Apparent solubility of drugs in partially crystalline systems.

Using several griseofulvin samples, representing different solid-state structures, the solubility behavior of drugs in both one-state (totally ordered, semiordered or disordered) and two-state systems was studied. Special attention was directed towards the surface structure of the particles. The partially crystalline samples were obtained by milling the raw material (crystalline standard) or storing the quenched sample (amorphous standard). The solid-state structure of the materials was studied using x-ray diffraction (XRD), differential scanning calorimetry (DSC), isothermal microcalorimetry (IMC), and scanning electron microscopy (SEM). The saturation concentration of the materials was studied in suspensions containing different dispersion concentrations of drug after centrifugation and filtration, using spectrophotometry. In all cases these dispersion concentrations exceeded the solubility of the drug. The solubilities were plotted vs. dispersion concentrations for each sample. Several solubility plateaus were found. The lowest and highest solubility plateaus corresponded to the solubilities of crystalline and amorphous standards.
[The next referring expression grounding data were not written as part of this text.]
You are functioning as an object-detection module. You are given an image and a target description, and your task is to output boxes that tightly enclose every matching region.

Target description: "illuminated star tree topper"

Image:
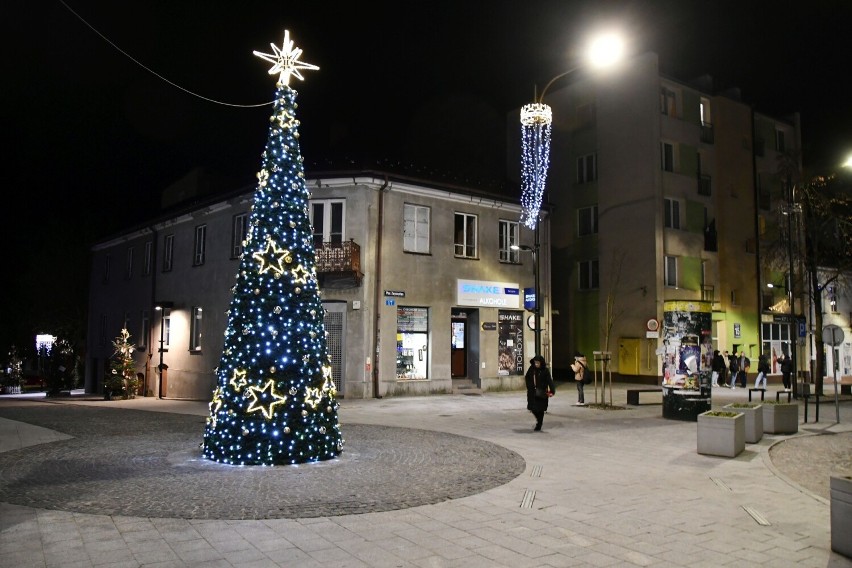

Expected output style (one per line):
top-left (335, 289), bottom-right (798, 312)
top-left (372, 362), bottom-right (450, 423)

top-left (253, 29), bottom-right (319, 86)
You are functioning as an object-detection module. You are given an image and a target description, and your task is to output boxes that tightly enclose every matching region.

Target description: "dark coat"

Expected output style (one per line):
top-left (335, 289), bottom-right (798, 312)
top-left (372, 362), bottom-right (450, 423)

top-left (525, 357), bottom-right (555, 413)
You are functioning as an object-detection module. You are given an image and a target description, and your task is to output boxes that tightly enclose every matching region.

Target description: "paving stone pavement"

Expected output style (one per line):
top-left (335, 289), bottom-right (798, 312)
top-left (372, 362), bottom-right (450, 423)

top-left (1, 383), bottom-right (850, 568)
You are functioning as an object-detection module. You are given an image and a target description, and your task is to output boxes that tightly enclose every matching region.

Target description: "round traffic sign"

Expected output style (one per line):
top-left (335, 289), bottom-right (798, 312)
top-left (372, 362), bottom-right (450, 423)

top-left (823, 324), bottom-right (845, 347)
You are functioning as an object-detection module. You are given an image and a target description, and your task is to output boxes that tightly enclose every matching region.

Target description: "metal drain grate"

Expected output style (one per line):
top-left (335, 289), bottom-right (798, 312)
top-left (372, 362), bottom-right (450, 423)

top-left (742, 506), bottom-right (771, 526)
top-left (521, 489), bottom-right (536, 508)
top-left (531, 465), bottom-right (542, 477)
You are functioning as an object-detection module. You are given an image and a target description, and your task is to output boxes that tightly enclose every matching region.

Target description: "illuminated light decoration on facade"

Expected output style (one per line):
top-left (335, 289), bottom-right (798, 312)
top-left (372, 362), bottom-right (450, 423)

top-left (519, 103), bottom-right (552, 230)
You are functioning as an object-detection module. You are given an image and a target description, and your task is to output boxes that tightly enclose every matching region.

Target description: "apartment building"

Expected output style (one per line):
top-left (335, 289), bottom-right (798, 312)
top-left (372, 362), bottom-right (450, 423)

top-left (512, 51), bottom-right (804, 380)
top-left (86, 172), bottom-right (551, 399)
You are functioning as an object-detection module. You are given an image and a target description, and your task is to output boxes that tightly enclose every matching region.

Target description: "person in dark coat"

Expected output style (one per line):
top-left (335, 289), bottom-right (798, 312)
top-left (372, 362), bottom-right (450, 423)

top-left (780, 353), bottom-right (793, 392)
top-left (525, 355), bottom-right (555, 431)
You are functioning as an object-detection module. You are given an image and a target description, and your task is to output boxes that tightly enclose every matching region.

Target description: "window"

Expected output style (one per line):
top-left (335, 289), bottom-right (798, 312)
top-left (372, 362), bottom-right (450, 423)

top-left (163, 234), bottom-right (174, 272)
top-left (454, 213), bottom-right (477, 258)
top-left (396, 306), bottom-right (429, 380)
top-left (311, 200), bottom-right (344, 247)
top-left (143, 241), bottom-right (152, 276)
top-left (578, 205), bottom-right (598, 236)
top-left (125, 247), bottom-right (134, 279)
top-left (139, 310), bottom-right (149, 349)
top-left (576, 102), bottom-right (595, 128)
top-left (664, 198), bottom-right (681, 229)
top-left (193, 225), bottom-right (207, 266)
top-left (661, 143), bottom-right (674, 172)
top-left (576, 153), bottom-right (597, 183)
top-left (775, 129), bottom-right (786, 153)
top-left (498, 220), bottom-right (520, 262)
top-left (403, 204), bottom-right (430, 253)
top-left (828, 286), bottom-right (838, 312)
top-left (731, 289), bottom-right (739, 306)
top-left (190, 306), bottom-right (203, 351)
top-left (103, 254), bottom-right (111, 283)
top-left (664, 255), bottom-right (678, 287)
top-left (762, 323), bottom-right (792, 371)
top-left (578, 259), bottom-right (599, 290)
top-left (99, 314), bottom-right (107, 346)
top-left (660, 87), bottom-right (677, 116)
top-left (231, 213), bottom-right (248, 258)
top-left (162, 309), bottom-right (171, 348)
top-left (700, 98), bottom-right (711, 126)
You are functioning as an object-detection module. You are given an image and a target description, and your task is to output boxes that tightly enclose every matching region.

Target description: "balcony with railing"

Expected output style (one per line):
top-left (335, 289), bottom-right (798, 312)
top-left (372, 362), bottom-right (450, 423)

top-left (315, 239), bottom-right (363, 288)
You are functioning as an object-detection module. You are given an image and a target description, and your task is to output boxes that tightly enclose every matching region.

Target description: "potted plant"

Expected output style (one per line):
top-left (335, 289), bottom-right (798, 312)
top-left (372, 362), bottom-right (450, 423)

top-left (724, 402), bottom-right (763, 443)
top-left (697, 410), bottom-right (745, 457)
top-left (831, 475), bottom-right (852, 558)
top-left (762, 400), bottom-right (799, 434)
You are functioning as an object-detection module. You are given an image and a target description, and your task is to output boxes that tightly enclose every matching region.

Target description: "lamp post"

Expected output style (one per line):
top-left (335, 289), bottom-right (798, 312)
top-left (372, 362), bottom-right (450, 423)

top-left (518, 32), bottom-right (625, 358)
top-left (155, 301), bottom-right (173, 399)
top-left (512, 243), bottom-right (540, 356)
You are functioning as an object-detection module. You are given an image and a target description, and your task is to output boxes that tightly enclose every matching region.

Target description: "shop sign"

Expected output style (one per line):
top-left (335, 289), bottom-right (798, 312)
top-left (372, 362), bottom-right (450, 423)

top-left (457, 279), bottom-right (520, 308)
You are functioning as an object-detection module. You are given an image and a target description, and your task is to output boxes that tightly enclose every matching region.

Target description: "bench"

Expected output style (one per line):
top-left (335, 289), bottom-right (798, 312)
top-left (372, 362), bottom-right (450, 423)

top-left (627, 388), bottom-right (660, 405)
top-left (776, 390), bottom-right (792, 402)
top-left (748, 388), bottom-right (766, 401)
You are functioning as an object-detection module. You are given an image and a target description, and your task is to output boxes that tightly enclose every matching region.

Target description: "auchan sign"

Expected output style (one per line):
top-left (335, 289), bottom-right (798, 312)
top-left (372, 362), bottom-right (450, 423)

top-left (457, 279), bottom-right (520, 308)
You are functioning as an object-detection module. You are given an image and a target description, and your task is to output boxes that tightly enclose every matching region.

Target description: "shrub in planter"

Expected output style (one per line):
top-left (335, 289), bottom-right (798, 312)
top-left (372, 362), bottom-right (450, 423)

top-left (724, 402), bottom-right (763, 443)
top-left (762, 400), bottom-right (798, 434)
top-left (697, 410), bottom-right (745, 457)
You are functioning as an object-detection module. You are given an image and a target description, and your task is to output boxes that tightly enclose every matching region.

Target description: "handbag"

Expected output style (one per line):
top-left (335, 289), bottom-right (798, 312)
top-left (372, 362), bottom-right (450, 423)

top-left (535, 386), bottom-right (549, 399)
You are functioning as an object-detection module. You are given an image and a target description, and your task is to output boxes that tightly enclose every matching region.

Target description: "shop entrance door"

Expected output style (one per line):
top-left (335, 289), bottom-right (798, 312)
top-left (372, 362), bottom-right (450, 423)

top-left (451, 314), bottom-right (467, 377)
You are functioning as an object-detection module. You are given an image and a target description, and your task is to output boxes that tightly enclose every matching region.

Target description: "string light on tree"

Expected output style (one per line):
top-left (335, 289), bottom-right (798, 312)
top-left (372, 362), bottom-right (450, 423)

top-left (202, 30), bottom-right (343, 466)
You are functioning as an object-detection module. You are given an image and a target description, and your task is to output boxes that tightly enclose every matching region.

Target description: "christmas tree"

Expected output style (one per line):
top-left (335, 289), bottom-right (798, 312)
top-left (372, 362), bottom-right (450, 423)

top-left (105, 329), bottom-right (137, 398)
top-left (202, 30), bottom-right (342, 466)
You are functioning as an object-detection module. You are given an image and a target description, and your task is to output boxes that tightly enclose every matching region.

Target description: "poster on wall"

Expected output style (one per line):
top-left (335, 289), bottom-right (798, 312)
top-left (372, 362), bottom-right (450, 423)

top-left (662, 301), bottom-right (712, 389)
top-left (498, 311), bottom-right (524, 376)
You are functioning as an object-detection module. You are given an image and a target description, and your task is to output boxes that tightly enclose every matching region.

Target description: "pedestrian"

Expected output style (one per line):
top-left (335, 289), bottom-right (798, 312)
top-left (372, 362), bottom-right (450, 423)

top-left (728, 351), bottom-right (739, 388)
top-left (754, 353), bottom-right (770, 389)
top-left (738, 352), bottom-right (751, 388)
top-left (720, 350), bottom-right (729, 386)
top-left (711, 350), bottom-right (725, 387)
top-left (570, 351), bottom-right (588, 406)
top-left (780, 353), bottom-right (793, 392)
top-left (525, 355), bottom-right (555, 431)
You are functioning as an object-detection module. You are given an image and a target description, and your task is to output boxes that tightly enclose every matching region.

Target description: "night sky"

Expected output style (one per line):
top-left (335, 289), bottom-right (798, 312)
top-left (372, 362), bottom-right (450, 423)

top-left (3, 0), bottom-right (850, 355)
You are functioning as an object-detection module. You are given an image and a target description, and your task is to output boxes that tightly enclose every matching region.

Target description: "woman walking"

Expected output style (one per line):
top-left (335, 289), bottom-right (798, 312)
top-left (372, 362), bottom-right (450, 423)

top-left (525, 355), bottom-right (555, 431)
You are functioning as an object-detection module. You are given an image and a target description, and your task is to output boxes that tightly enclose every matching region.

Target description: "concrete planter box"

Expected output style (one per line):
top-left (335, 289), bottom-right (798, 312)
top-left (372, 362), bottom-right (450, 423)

top-left (762, 402), bottom-right (799, 434)
top-left (724, 403), bottom-right (763, 443)
top-left (697, 411), bottom-right (745, 457)
top-left (831, 475), bottom-right (852, 559)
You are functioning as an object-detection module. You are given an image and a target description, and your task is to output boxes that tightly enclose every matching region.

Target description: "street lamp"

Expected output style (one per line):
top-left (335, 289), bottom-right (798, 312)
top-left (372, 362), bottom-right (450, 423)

top-left (519, 32), bottom-right (625, 232)
top-left (155, 301), bottom-right (173, 399)
top-left (518, 31), bottom-right (625, 358)
top-left (512, 244), bottom-right (540, 356)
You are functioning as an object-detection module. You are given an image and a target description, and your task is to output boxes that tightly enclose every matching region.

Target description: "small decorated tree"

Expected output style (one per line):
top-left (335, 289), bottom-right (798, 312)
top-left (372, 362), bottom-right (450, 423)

top-left (105, 328), bottom-right (138, 399)
top-left (2, 346), bottom-right (23, 394)
top-left (44, 338), bottom-right (79, 395)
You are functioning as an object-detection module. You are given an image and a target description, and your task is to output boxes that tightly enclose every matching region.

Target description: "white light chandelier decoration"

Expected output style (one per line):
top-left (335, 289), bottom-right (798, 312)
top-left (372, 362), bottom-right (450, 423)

top-left (519, 103), bottom-right (553, 230)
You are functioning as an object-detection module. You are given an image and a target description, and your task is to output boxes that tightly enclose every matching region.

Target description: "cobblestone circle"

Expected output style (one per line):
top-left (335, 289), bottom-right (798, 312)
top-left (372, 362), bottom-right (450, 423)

top-left (0, 403), bottom-right (525, 520)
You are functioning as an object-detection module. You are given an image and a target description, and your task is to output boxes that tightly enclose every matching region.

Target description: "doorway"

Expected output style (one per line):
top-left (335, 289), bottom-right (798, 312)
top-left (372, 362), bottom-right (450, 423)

top-left (451, 313), bottom-right (467, 377)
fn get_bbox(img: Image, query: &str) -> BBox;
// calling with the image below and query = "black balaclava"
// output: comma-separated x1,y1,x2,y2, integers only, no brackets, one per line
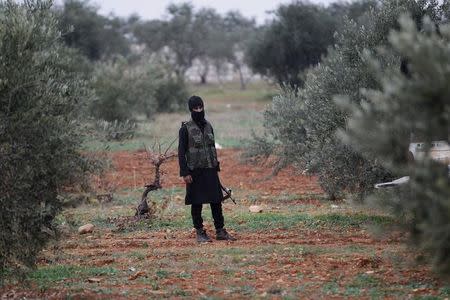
188,95,206,125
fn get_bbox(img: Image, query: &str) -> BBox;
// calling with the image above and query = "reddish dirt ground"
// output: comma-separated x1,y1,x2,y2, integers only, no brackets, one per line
102,149,323,196
2,149,445,299
2,228,441,299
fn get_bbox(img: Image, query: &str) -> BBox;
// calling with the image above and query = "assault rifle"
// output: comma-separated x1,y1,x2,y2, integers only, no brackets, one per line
220,183,236,204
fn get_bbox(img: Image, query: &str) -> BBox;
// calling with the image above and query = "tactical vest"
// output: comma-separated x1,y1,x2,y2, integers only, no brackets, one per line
184,120,218,170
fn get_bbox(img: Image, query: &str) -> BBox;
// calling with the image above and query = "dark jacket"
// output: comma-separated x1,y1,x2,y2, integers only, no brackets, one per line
178,120,223,205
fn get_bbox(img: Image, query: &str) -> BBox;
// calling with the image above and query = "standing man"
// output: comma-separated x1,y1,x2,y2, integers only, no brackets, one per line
178,95,236,243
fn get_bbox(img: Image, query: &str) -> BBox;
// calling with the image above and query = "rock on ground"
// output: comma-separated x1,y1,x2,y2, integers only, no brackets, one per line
78,223,95,234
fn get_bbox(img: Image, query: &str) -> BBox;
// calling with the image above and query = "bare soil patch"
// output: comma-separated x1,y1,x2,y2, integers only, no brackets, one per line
104,149,323,196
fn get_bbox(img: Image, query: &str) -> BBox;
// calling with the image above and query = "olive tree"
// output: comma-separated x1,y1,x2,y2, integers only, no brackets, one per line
246,1,336,88
341,15,450,275
249,0,445,199
0,0,92,278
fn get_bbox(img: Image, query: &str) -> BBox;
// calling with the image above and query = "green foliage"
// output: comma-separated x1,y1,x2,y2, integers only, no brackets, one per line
440,286,450,296
57,0,129,60
0,0,92,278
90,57,156,121
341,15,450,275
246,1,337,87
153,76,189,113
193,9,257,86
250,0,444,199
443,0,450,20
328,0,379,25
133,3,256,85
133,3,203,77
90,56,187,122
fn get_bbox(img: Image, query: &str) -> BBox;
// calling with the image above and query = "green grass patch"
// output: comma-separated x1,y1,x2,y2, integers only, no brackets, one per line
148,216,191,230
82,81,274,152
172,288,192,297
440,286,450,296
227,212,394,231
91,216,117,229
222,267,236,277
216,247,248,256
407,282,436,290
231,284,256,296
155,269,170,279
190,81,276,104
338,273,384,298
312,214,394,228
82,138,146,152
272,193,327,202
349,273,381,288
0,268,15,286
177,271,192,279
229,212,311,231
111,193,139,206
322,281,340,295
28,265,117,290
129,251,146,260
344,286,362,297
368,288,390,299
59,203,394,234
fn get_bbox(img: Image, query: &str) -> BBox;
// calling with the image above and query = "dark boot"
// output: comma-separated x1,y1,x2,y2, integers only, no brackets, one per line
196,228,212,243
216,228,236,241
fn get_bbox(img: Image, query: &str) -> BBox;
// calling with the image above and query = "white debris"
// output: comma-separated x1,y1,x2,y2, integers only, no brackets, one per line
375,176,410,189
249,205,263,213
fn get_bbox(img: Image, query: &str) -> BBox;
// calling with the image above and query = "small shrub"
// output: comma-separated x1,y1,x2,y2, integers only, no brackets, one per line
154,77,189,113
90,56,189,122
90,57,157,121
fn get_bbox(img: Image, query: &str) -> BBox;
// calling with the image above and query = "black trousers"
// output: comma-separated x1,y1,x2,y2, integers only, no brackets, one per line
191,203,224,230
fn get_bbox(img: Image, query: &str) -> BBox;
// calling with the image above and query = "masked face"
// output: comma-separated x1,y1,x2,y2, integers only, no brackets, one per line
191,106,205,124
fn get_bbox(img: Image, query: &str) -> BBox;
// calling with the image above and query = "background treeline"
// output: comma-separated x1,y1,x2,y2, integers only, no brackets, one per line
52,0,380,121
54,0,260,121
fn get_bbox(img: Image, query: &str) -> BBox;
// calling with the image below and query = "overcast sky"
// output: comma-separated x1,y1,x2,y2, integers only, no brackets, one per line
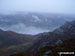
0,0,75,14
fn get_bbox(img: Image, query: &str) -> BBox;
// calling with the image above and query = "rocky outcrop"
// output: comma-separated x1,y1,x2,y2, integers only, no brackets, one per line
26,20,75,55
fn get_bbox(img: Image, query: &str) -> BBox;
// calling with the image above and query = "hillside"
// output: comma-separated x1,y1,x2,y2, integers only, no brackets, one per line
11,20,75,56
0,29,37,56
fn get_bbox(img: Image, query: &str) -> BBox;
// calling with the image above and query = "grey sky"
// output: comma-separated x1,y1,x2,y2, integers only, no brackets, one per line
0,0,75,14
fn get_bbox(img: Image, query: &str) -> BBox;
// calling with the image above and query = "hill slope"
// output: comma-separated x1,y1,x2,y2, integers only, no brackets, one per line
0,29,37,56
11,20,75,56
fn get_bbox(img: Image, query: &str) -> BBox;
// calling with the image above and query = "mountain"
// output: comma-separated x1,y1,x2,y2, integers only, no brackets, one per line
11,20,75,56
0,12,75,56
0,29,37,56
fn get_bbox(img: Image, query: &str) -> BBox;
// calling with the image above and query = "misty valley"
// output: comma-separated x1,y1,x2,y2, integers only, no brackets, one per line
0,0,75,56
0,13,74,35
0,12,75,56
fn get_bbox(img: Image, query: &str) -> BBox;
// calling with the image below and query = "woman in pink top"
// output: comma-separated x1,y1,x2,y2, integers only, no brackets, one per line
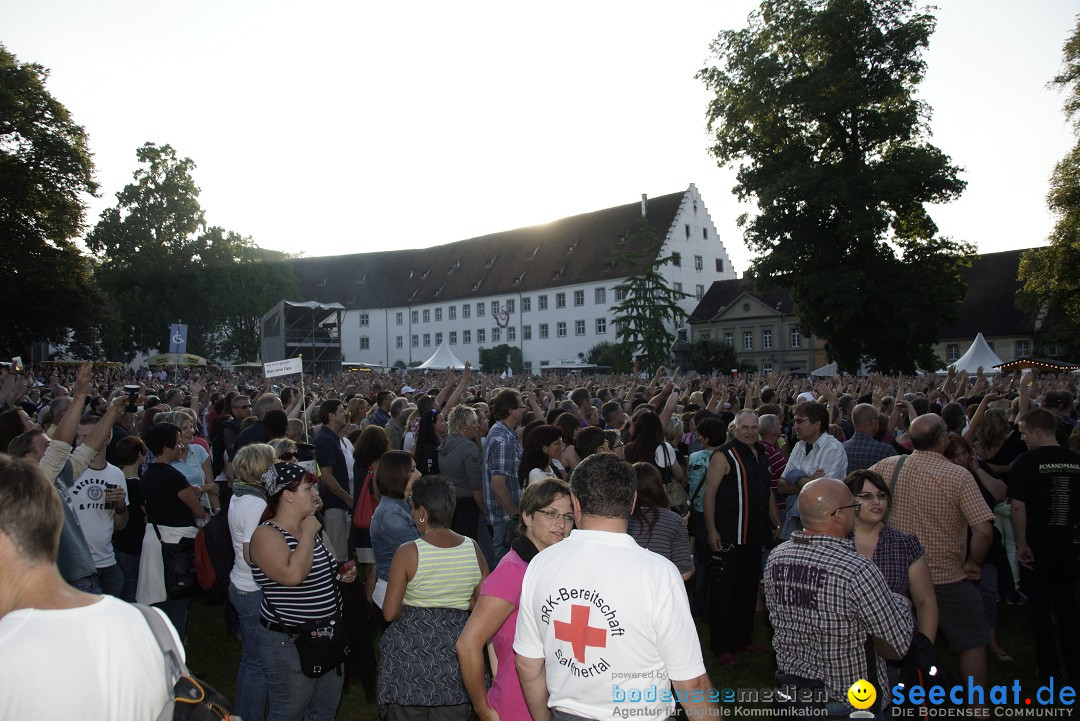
456,478,573,721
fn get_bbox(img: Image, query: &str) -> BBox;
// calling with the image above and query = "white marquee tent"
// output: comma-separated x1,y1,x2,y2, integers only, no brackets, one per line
939,332,1003,375
415,343,467,370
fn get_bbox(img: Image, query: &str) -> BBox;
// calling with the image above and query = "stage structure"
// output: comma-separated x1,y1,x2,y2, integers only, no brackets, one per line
261,300,346,376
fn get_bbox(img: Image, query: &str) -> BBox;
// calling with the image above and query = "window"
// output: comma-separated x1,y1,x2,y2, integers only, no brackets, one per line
411,334,418,348
615,288,626,301
790,328,801,348
763,329,772,350
523,325,532,340
423,333,431,347
1015,340,1029,357
477,328,486,343
538,294,548,311
396,312,403,326
522,297,531,313
715,258,724,273
360,336,370,350
724,331,734,346
396,336,403,349
596,318,606,334
524,362,532,374
556,292,566,309
674,282,683,294
463,304,471,319
694,255,703,271
463,330,471,344
575,320,585,336
449,331,457,345
492,328,501,342
411,310,418,324
448,305,456,320
507,299,515,314
359,312,369,327
684,224,691,238
507,326,516,341
946,344,959,361
435,308,442,322
557,322,567,338
744,331,753,350
703,228,708,239
695,284,704,300
539,323,549,339
762,363,772,375
477,303,485,317
491,301,500,316
595,287,606,304
1049,341,1063,356
423,309,430,323
435,332,443,345
672,253,681,267
574,290,584,306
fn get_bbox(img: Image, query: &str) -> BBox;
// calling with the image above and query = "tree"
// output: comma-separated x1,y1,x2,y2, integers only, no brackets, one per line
586,341,631,373
610,218,690,374
1019,17,1080,359
698,0,972,374
690,337,740,374
85,143,298,361
0,45,99,353
478,344,523,375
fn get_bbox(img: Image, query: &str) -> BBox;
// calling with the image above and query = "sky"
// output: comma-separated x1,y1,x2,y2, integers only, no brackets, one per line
6,1,1077,276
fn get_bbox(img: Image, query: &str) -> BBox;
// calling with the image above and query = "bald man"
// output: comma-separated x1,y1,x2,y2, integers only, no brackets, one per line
843,403,896,471
764,478,912,717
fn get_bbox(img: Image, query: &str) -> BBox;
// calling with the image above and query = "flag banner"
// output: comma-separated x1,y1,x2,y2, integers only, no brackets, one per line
264,357,303,378
168,324,188,354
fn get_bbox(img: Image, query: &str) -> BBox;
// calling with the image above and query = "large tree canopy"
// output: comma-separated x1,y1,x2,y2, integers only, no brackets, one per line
86,143,297,361
1019,16,1080,359
698,0,972,373
0,44,98,352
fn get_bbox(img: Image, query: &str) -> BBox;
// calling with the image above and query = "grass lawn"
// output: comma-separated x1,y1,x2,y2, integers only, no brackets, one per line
184,595,1051,719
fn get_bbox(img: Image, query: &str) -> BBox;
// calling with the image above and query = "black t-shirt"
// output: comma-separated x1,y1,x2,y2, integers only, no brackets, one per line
112,474,147,555
1009,445,1080,558
315,426,351,512
142,462,198,527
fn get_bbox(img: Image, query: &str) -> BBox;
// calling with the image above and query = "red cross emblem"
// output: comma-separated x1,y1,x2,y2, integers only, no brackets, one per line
553,604,607,662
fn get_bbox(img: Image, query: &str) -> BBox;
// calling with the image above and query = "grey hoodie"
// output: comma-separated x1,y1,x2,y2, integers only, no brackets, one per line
438,434,483,498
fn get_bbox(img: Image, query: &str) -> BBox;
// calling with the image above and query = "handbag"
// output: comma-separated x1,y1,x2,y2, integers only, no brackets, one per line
134,604,235,720
659,444,690,512
149,513,199,600
263,578,351,678
352,466,378,529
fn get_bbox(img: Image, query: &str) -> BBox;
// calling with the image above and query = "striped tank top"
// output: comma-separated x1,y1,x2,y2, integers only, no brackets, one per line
403,537,481,610
251,522,338,625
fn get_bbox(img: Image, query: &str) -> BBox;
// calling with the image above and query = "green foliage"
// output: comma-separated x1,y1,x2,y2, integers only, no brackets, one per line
698,0,972,374
85,143,298,362
690,337,741,374
610,219,690,374
586,341,631,373
478,344,524,375
0,44,99,353
1019,17,1080,359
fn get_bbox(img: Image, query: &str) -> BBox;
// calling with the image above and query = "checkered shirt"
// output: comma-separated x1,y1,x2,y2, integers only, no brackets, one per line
482,420,523,524
765,532,913,711
871,451,994,584
843,431,897,471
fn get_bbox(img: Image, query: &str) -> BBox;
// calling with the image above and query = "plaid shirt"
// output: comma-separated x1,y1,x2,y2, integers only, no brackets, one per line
871,451,994,584
483,420,523,524
870,524,924,597
843,431,897,471
765,532,913,711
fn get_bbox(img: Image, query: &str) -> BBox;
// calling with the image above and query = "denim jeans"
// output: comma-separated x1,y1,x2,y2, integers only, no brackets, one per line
115,550,141,603
70,573,102,594
490,519,513,566
97,563,124,598
154,597,189,641
230,583,268,721
255,623,344,721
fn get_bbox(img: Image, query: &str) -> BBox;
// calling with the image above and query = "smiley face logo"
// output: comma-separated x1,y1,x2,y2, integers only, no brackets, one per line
847,679,876,710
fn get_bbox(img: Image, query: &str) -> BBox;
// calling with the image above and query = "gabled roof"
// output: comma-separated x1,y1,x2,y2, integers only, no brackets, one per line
937,249,1037,338
688,278,795,322
290,191,689,309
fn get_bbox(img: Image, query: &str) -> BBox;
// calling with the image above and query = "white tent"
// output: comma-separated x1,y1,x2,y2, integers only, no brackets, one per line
810,361,838,377
415,343,467,370
939,332,1003,375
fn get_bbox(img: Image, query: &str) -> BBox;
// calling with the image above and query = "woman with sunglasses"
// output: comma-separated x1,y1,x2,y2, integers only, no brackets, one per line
844,469,938,659
456,478,572,721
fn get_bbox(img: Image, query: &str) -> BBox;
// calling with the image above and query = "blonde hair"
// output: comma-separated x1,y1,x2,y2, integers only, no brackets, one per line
233,443,276,485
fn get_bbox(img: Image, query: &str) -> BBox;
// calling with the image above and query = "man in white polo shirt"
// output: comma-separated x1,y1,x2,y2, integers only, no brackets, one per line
515,453,717,721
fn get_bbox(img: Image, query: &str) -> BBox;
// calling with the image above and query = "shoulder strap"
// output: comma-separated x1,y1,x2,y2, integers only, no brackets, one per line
134,604,184,721
883,455,908,523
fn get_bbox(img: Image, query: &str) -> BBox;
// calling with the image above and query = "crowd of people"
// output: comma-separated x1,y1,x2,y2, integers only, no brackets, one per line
0,359,1078,719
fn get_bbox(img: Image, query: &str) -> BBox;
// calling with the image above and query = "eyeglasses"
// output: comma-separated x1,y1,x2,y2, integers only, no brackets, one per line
831,501,862,516
280,452,297,461
855,492,888,503
537,509,574,525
These plateaus were reached at 8 and 44 microg/mL for crystalline and amorphous griseofulvin standards, respectively. An intermediate plateau served as an indication of the existence of a totally semiordered structure. This was reached at 19 microg/mL for griseofulvin. Any deviation from these plateaus was suggested to be indicative of the existence of heterogeneity on the surface structure, which in most cases could be described as a two state system. In such cases, the apparent solubility was a function of dispersion concentration, until at very high dispersion concentrations (4000-20,000 microg/mL) the saturation concentration of the totally disordered (44 microg/mL) or semiordered (19 microg/mL) one-state phase was reached. No reduction in these values was observed during storage for 50 days. It is thus concluded that, in partially crystalline systems, the saturation concentration is an interfacial phenomenon, which depends on the amount, reactivity, and solid-state structure of the exposed solid surfaces in equilibrium with the solution. A simplified solubility model is proposed to qualitatively describe the relationship between established apparent solubilities (saturation concentrations) and different combinations of solid-state structures.